48. It follows, in my opinion, that Mr Renny's opinion is a further obstacle to the success of the claim by Zollo.

49. For the reasons that I have given, Mr Zollo is not entitled to claim under the terms of the insurer's usual policy, because he cannot establish that the defined event, the permanent total disablement, has occurred.

50. It is unfortunate that it should have been necessary to resolve these issues upon appeal, but as I have already remarked Zollo did not present at trial a case based upon the insurer's usual terms, but upon an oral contract. And in my earlier judgment in this appeal I have already explained why, in my opinion, that claim cannot succeed.

51. It follows that in my opinion the appeal should be allowed, the judgment dated 21 December 1995 in favour of the plaintiff against the first and third defendants should be set aside, and for that judgment should be substituted a judgment in favour of the first and third defendants against the plaintiff.

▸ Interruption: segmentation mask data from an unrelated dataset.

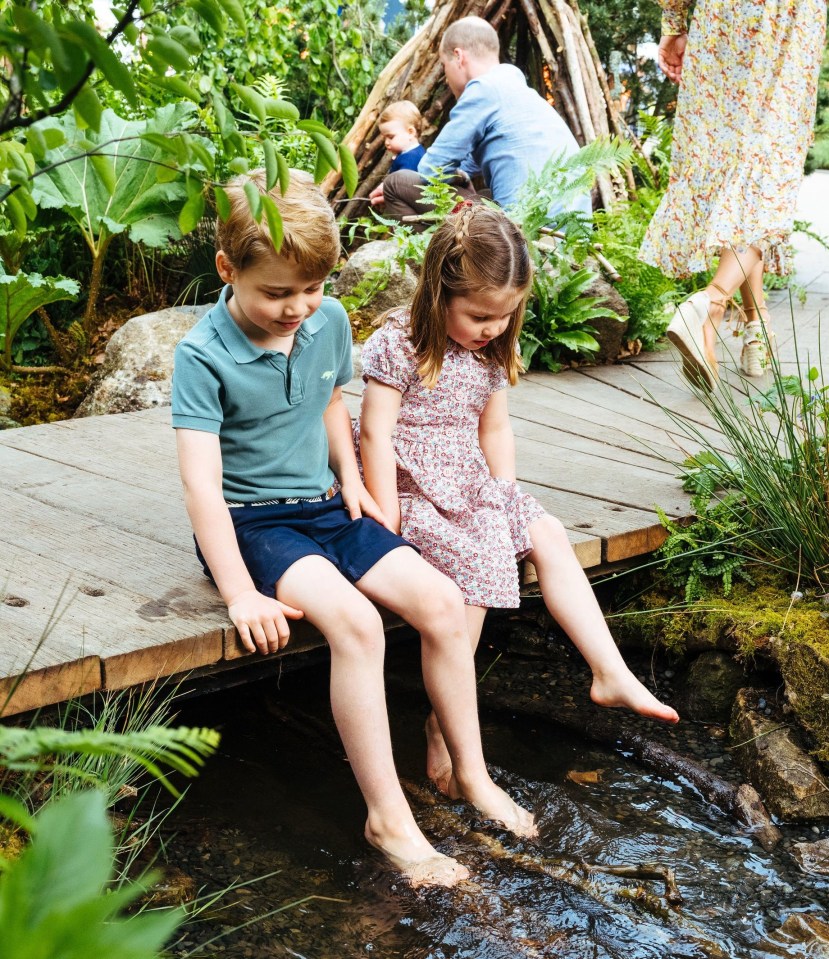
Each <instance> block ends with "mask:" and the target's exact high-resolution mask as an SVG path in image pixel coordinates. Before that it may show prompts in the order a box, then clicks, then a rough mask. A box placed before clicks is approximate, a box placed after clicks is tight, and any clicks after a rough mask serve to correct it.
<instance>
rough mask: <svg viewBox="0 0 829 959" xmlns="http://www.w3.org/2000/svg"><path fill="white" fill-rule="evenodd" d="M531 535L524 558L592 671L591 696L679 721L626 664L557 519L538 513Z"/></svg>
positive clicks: (670, 720) (558, 617)
mask: <svg viewBox="0 0 829 959" xmlns="http://www.w3.org/2000/svg"><path fill="white" fill-rule="evenodd" d="M530 537H531V539H532V543H533V549H532V552H531V553H530V554H529V557H528V558H529V559H530V561H531V562H532V564H533V566H535V570H536V573H537V574H538V582H539V585H540V586H541V595H542V596H543V597H544V602H545V604H546V606H547V609H548V610H549V611H550V613H551V614H552V615H553V616H554V617H555V619H556V621H557V622H558V624H559V625H560V626H561V628H562V629H563V630H564V631H565V632H566V633H567V635H568V636H569V637H570V639H571V641H572V642H573V644H574V645H575V646H576V648H577V649H578V651H579V652H580V653H581V654H582V656H584V658H585V659H586V660H587V664H588V665H589V666H590V669H591V670H592V672H593V685H592V686H591V688H590V698H591V699H592V700H593V702H594V703H596V704H597V705H599V706H625V707H627V708H628V709H631V710H633V712H635V713H639V714H640V715H642V716H647V717H649V718H650V719H660V720H662V721H663V722H669V723H675V722H677V721H678V720H679V716H678V715H677V713H676V711H675V710H674V709H672V708H671V707H670V706H666V705H665V704H664V703H661V702H660V701H659V700H658V699H657V698H656V697H655V696H654V695H653V694H652V693H650V692H649V691H648V690H647V689H646V688H645V687H644V686H643V685H642V684H641V683H640V682H639V680H638V679H637V678H636V677H635V676H634V675H633V673H632V672H631V671H630V670H629V669H628V667H627V665H626V663H625V661H624V659H623V658H622V654H621V653H620V652H619V649H618V647H617V646H616V643H615V642H614V640H613V637H612V636H611V635H610V631H609V630H608V628H607V623H606V622H605V619H604V616H603V615H602V611H601V609H600V608H599V604H598V603H597V602H596V597H595V595H594V594H593V589H592V587H591V586H590V583H589V581H588V579H587V577H586V576H585V575H584V570H583V569H582V568H581V566H580V565H579V562H578V560H577V559H576V555H575V553H574V552H573V549H572V547H571V546H570V542H569V540H568V539H567V532H566V530H565V529H564V527H563V526H562V525H561V523H560V522H559V521H558V520H557V519H554V518H553V517H552V516H542V517H541V518H540V519H537V520H536V521H535V522H534V523H533V524H532V525H531V526H530Z"/></svg>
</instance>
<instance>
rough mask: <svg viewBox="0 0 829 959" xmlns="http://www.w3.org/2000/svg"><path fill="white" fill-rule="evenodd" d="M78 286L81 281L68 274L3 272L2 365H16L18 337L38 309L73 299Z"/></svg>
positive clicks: (10, 368)
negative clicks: (14, 359)
mask: <svg viewBox="0 0 829 959" xmlns="http://www.w3.org/2000/svg"><path fill="white" fill-rule="evenodd" d="M78 290H79V286H78V284H77V283H76V282H75V281H74V280H70V279H68V278H67V277H65V276H41V275H40V274H39V273H15V274H12V275H11V276H10V275H8V274H6V273H2V272H0V345H1V346H2V350H3V355H2V357H0V367H2V368H4V369H6V370H10V369H11V368H12V366H13V363H14V356H15V355H14V340H15V337H16V336H17V334H18V333H19V332H20V330H21V329H22V327H23V324H24V323H25V322H26V320H27V319H28V318H29V317H30V316H31V315H32V313H34V312H35V310H38V309H40V308H41V307H44V306H46V304H47V303H54V302H56V301H57V300H72V299H74V298H75V297H76V296H77V294H78Z"/></svg>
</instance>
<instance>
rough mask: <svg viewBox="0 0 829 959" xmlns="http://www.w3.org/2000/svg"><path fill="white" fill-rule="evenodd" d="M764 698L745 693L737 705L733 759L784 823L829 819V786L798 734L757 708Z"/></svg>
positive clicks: (736, 702) (732, 728) (735, 700)
mask: <svg viewBox="0 0 829 959" xmlns="http://www.w3.org/2000/svg"><path fill="white" fill-rule="evenodd" d="M761 698H763V697H762V694H761V693H760V692H759V691H758V690H755V689H741V690H740V692H739V693H738V694H737V698H736V699H735V701H734V712H733V715H732V720H731V730H730V733H731V739H732V741H733V742H734V743H735V744H736V745H734V747H733V751H734V752H733V754H734V758H735V760H736V761H737V763H738V764H739V766H740V767H741V768H742V770H743V772H744V773H745V775H746V776H747V778H748V779H749V780H750V782H751V783H752V784H753V785H754V786H755V788H756V789H757V791H758V792H759V793H760V795H761V796H762V798H763V801H764V802H765V804H766V805H767V806H768V808H769V810H770V812H771V813H772V814H773V815H774V816H778V817H779V818H780V819H784V820H788V821H799V820H804V819H829V784H827V782H826V780H825V779H824V777H823V774H822V773H821V771H820V769H819V768H818V765H817V763H816V762H815V761H814V760H813V759H812V758H811V756H809V754H808V753H807V752H806V750H805V749H804V747H803V746H802V744H801V743H800V742H799V739H798V736H797V731H796V729H795V728H794V727H792V726H791V725H790V724H789V723H781V721H780V718H776V717H774V716H771V717H768V716H766V715H765V714H764V712H761V711H760V710H759V709H758V702H759V700H760V699H761Z"/></svg>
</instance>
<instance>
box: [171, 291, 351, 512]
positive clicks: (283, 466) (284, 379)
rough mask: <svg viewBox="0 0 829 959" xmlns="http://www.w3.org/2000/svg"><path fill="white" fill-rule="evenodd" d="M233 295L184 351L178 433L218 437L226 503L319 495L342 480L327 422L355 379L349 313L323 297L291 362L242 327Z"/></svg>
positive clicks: (190, 336) (177, 400)
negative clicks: (330, 450)
mask: <svg viewBox="0 0 829 959" xmlns="http://www.w3.org/2000/svg"><path fill="white" fill-rule="evenodd" d="M231 292H232V289H231V287H230V286H226V287H225V288H224V289H223V290H222V295H221V296H220V297H219V302H218V303H217V304H216V305H215V306H214V307H213V308H212V309H211V310H209V311H208V312H207V313H205V315H204V316H203V317H202V318H201V320H199V322H198V323H197V324H196V325H195V326H194V327H193V329H192V330H191V331H190V332H189V333H188V334H187V336H185V337H184V339H183V340H182V341H181V342H180V343H179V344H178V346H177V347H176V352H175V366H174V371H173V426H174V427H175V428H176V429H188V430H201V431H203V432H207V433H217V434H218V436H219V443H220V446H221V451H222V489H223V492H224V497H225V499H226V500H227V501H228V502H232V503H253V502H257V501H259V500H269V499H281V498H283V497H291V496H317V495H319V494H320V493H323V492H324V491H325V490H327V489H328V488H329V487H330V486H331V484H332V483H333V482H334V474H333V473H332V471H331V468H330V467H329V465H328V437H327V435H326V432H325V426H324V425H323V421H322V415H323V413H324V412H325V409H326V407H327V406H328V403H329V402H330V400H331V394H332V393H333V391H334V387H335V386H342V385H344V384H345V383H347V382H348V381H349V380H350V379H351V376H352V363H351V327H350V326H349V323H348V317H347V315H346V312H345V310H344V309H343V308H342V306H341V305H340V304H339V303H338V302H337V300H334V299H332V298H331V297H324V298H323V301H322V305H321V306H320V308H319V309H318V310H317V311H316V312H315V313H313V314H312V315H311V316H309V317H308V319H307V320H305V321H304V323H303V324H302V326H300V327H299V329H298V330H297V332H296V335H295V337H294V345H293V349H292V350H291V355H290V356H285V354H284V353H279V352H278V351H276V350H263V349H261V348H260V347H258V346H255V345H254V344H253V343H252V342H251V341H250V340H249V339H248V338H247V336H245V334H244V333H243V332H242V331H241V330H240V329H239V327H238V326H237V325H236V322H235V321H234V319H233V317H232V316H231V315H230V311H229V310H228V308H227V299H228V296H229V294H230V293H231Z"/></svg>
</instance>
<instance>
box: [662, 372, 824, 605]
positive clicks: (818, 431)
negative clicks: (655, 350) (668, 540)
mask: <svg viewBox="0 0 829 959" xmlns="http://www.w3.org/2000/svg"><path fill="white" fill-rule="evenodd" d="M771 375H772V385H771V387H770V388H769V389H768V390H766V391H765V392H762V393H756V392H755V393H752V394H751V395H750V396H749V398H748V399H747V400H744V398H743V396H742V394H741V393H740V392H737V391H735V390H732V389H730V388H728V387H727V386H726V387H724V388H722V389H718V390H715V391H714V392H712V393H710V394H708V393H707V392H706V393H700V394H699V397H700V400H701V401H702V402H703V403H704V404H705V406H706V409H707V410H708V412H709V414H710V416H711V417H712V419H713V421H714V424H715V425H716V427H717V428H718V429H719V431H720V432H721V433H722V436H723V438H724V439H723V443H724V446H725V448H726V450H725V451H723V450H722V449H713V448H712V447H711V446H710V444H709V442H708V440H707V437H706V436H705V434H704V433H703V432H702V431H701V430H700V428H699V427H698V426H697V425H696V424H695V423H692V422H691V421H690V420H687V419H685V418H683V417H681V416H679V415H677V414H675V413H673V412H672V411H670V410H667V411H666V412H667V413H668V415H669V416H671V417H672V419H673V420H674V422H675V423H676V424H677V425H678V426H680V427H681V428H682V430H683V432H684V433H685V434H686V436H687V437H688V439H689V440H690V441H692V442H694V443H695V445H697V446H698V447H699V448H700V449H701V450H702V451H703V452H702V454H699V455H698V456H696V457H695V458H694V459H693V460H692V461H690V462H689V463H686V467H685V470H686V482H687V483H688V484H690V485H691V486H692V487H693V488H695V489H698V490H700V491H703V492H706V493H708V494H711V493H714V492H715V491H717V490H719V489H724V490H726V491H727V495H726V496H724V497H722V496H721V500H722V503H723V504H727V506H728V508H731V509H733V510H734V511H735V512H736V510H737V509H738V508H739V511H740V515H741V516H742V520H741V521H742V522H743V524H744V526H745V528H746V530H747V534H746V538H745V540H744V542H743V543H742V549H743V551H744V552H745V553H746V554H748V555H751V556H752V557H755V558H757V559H759V560H762V561H763V562H767V563H769V564H771V565H772V566H774V567H776V568H779V569H781V570H785V571H787V572H788V573H789V574H791V575H792V576H793V577H798V578H802V580H803V582H804V584H805V585H806V586H814V587H815V588H818V589H820V590H821V591H822V592H826V591H827V585H829V572H828V571H829V508H828V507H829V444H827V425H828V424H829V387H826V386H821V385H820V384H821V383H822V382H823V374H822V371H821V370H820V368H819V367H818V366H812V365H809V363H808V360H807V361H806V363H805V364H801V359H800V357H799V356H798V357H797V373H796V374H785V375H784V374H783V373H782V371H781V368H780V363H779V361H778V360H777V358H776V357H775V356H774V354H773V353H772V356H771ZM717 495H720V494H717ZM735 503H736V504H739V507H737V506H734V505H733V504H735Z"/></svg>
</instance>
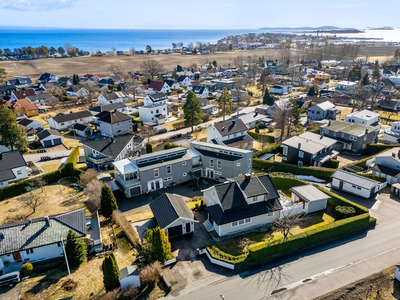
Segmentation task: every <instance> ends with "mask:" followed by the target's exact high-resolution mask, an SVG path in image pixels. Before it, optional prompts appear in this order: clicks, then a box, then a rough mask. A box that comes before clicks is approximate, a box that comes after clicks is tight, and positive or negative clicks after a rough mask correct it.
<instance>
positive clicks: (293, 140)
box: [282, 132, 339, 167]
mask: <svg viewBox="0 0 400 300" xmlns="http://www.w3.org/2000/svg"><path fill="white" fill-rule="evenodd" d="M336 143H337V141H336V140H334V139H330V138H328V137H325V136H322V135H319V134H315V133H312V132H305V133H303V134H301V135H299V136H294V137H291V138H290V139H287V140H286V141H283V142H282V155H283V157H282V162H286V163H289V164H295V165H299V166H316V167H322V166H324V164H325V163H326V162H328V161H329V160H330V159H334V158H336V157H337V155H338V154H339V152H337V151H335V150H333V147H334V145H335V144H336Z"/></svg>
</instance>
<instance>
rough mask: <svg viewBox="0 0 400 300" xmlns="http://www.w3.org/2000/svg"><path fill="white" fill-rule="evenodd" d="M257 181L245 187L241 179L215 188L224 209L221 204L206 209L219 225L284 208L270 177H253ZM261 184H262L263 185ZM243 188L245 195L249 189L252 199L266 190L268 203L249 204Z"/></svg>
mask: <svg viewBox="0 0 400 300" xmlns="http://www.w3.org/2000/svg"><path fill="white" fill-rule="evenodd" d="M256 179H258V181H259V182H257V183H256V181H254V183H252V184H251V185H249V184H247V185H244V184H243V182H242V180H243V177H240V179H239V181H234V182H228V183H223V184H219V185H215V186H214V187H215V190H216V192H217V194H218V197H219V199H220V201H221V205H222V207H221V205H219V204H215V205H212V206H207V207H206V209H207V211H208V212H209V214H210V215H211V217H212V218H213V220H214V221H215V222H216V223H217V224H218V225H222V224H226V223H230V222H233V221H237V220H241V219H245V218H251V217H254V216H258V215H262V214H266V213H269V212H273V211H276V210H280V209H281V208H282V207H281V204H280V202H279V194H278V191H277V190H276V188H275V186H274V184H273V182H272V180H271V177H269V175H262V176H258V178H257V177H252V179H251V180H256ZM259 183H261V185H260V184H259ZM241 187H244V191H245V193H246V189H248V191H247V193H248V195H247V196H248V197H252V196H250V195H253V196H255V195H260V194H258V193H259V192H261V191H262V189H263V188H264V189H265V193H264V194H266V198H267V201H261V202H256V203H252V204H248V203H247V201H246V199H245V197H244V195H243V193H242V190H241Z"/></svg>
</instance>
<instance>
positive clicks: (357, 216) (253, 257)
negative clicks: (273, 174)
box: [207, 176, 376, 269]
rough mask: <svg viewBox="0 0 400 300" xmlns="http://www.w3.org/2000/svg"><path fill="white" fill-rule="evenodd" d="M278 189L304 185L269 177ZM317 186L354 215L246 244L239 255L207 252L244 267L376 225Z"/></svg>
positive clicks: (222, 252)
mask: <svg viewBox="0 0 400 300" xmlns="http://www.w3.org/2000/svg"><path fill="white" fill-rule="evenodd" d="M272 181H273V182H274V184H275V186H276V188H277V189H278V190H287V189H289V188H290V187H293V186H299V185H304V182H302V181H301V180H298V179H295V178H283V177H276V176H274V177H272ZM315 186H316V187H317V188H318V189H320V190H321V191H323V192H324V193H326V194H328V195H329V196H330V199H329V200H328V205H332V206H334V207H337V206H346V207H351V208H354V210H355V212H356V215H355V216H353V217H350V218H346V219H341V220H337V221H335V222H333V223H330V224H327V225H324V226H320V227H317V228H312V229H310V230H306V231H304V232H302V233H299V234H295V235H292V236H290V237H288V238H286V239H285V238H279V239H275V240H272V241H271V240H265V241H262V242H259V243H255V244H252V245H249V246H248V248H247V250H246V251H245V252H244V253H243V254H241V255H238V256H233V255H230V254H228V253H224V252H223V251H221V250H220V249H218V248H217V247H216V246H215V245H214V246H211V247H208V248H207V250H208V252H209V253H210V255H211V256H212V257H213V258H215V259H218V260H221V261H224V262H227V263H230V264H233V265H234V266H235V269H239V268H243V267H247V266H249V265H251V264H254V263H259V262H261V261H267V260H271V259H275V258H277V257H280V256H283V255H287V254H290V253H294V252H297V251H299V250H301V249H304V248H307V247H311V246H315V245H317V244H321V243H324V242H327V241H330V240H332V239H336V238H341V237H343V236H346V235H349V234H351V233H354V232H357V231H362V230H365V229H368V228H370V227H372V226H374V225H375V224H376V220H375V219H374V218H372V217H370V215H369V212H368V209H367V208H365V207H363V206H361V205H358V204H356V203H354V202H352V201H350V200H347V199H345V198H343V197H341V196H340V195H337V194H335V193H333V192H330V191H327V190H325V189H323V188H321V187H319V186H317V185H315Z"/></svg>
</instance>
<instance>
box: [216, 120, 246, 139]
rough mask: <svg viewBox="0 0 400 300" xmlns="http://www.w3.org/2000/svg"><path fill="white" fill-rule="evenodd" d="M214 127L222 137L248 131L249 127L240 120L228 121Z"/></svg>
mask: <svg viewBox="0 0 400 300" xmlns="http://www.w3.org/2000/svg"><path fill="white" fill-rule="evenodd" d="M214 127H215V129H216V130H217V131H218V132H219V133H220V134H221V135H222V136H227V135H230V134H234V133H238V132H242V131H247V126H246V125H245V124H244V123H243V121H242V120H240V119H239V120H228V121H225V122H222V123H219V124H215V125H214Z"/></svg>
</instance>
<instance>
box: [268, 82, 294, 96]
mask: <svg viewBox="0 0 400 300" xmlns="http://www.w3.org/2000/svg"><path fill="white" fill-rule="evenodd" d="M292 89H293V87H292V86H291V85H290V84H275V85H274V86H273V87H271V88H270V89H269V92H270V93H271V94H278V95H287V94H290V93H291V92H292Z"/></svg>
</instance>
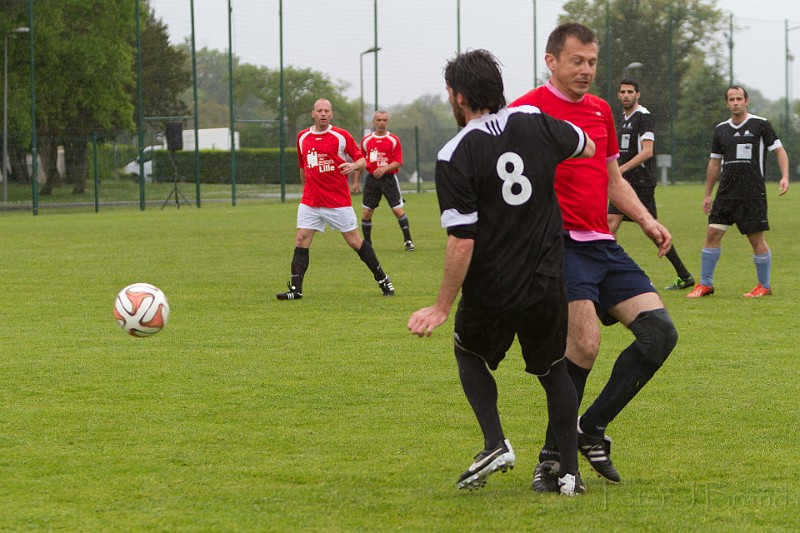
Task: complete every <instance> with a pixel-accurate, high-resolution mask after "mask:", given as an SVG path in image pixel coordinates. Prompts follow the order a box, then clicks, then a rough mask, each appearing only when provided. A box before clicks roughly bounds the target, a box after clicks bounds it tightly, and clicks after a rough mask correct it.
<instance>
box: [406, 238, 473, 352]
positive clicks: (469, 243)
mask: <svg viewBox="0 0 800 533" xmlns="http://www.w3.org/2000/svg"><path fill="white" fill-rule="evenodd" d="M474 248H475V241H474V240H473V239H463V238H459V237H456V236H455V235H450V236H449V237H448V238H447V248H446V251H445V258H444V277H443V278H442V283H441V285H440V286H439V296H438V297H437V298H436V303H435V304H434V305H432V306H430V307H423V308H422V309H420V310H419V311H417V312H415V313H414V314H412V315H411V317H410V318H409V319H408V324H407V327H408V330H409V331H410V332H411V333H412V334H413V335H417V336H418V337H430V336H431V333H433V330H434V329H436V328H437V327H439V326H441V325H442V324H443V323H444V322H445V321H446V320H447V317H448V316H449V315H450V309H451V308H452V307H453V302H455V300H456V298H457V297H458V293H459V291H460V290H461V285H463V283H464V278H466V277H467V271H468V270H469V265H470V262H471V261H472V252H473V250H474Z"/></svg>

52. It would seem to follow from that that the first and third defendants should recover from the plaintiff the costs of the trial and the costs of the appeal, but I wish to hear the parties upon the question of costs and any incidental orders.

PRIOR J

53. I agree.

NYLAND J

54. For the reasons expressed by the Chief Justice I agree that the appeal should be allowed, and that the judgment dated 21 December 1995 in favour of the plaintiff against the first and third defendants should be set aside, and for that judgment should be substituted a judgment in favour of the first and third defendants against the plaintiff.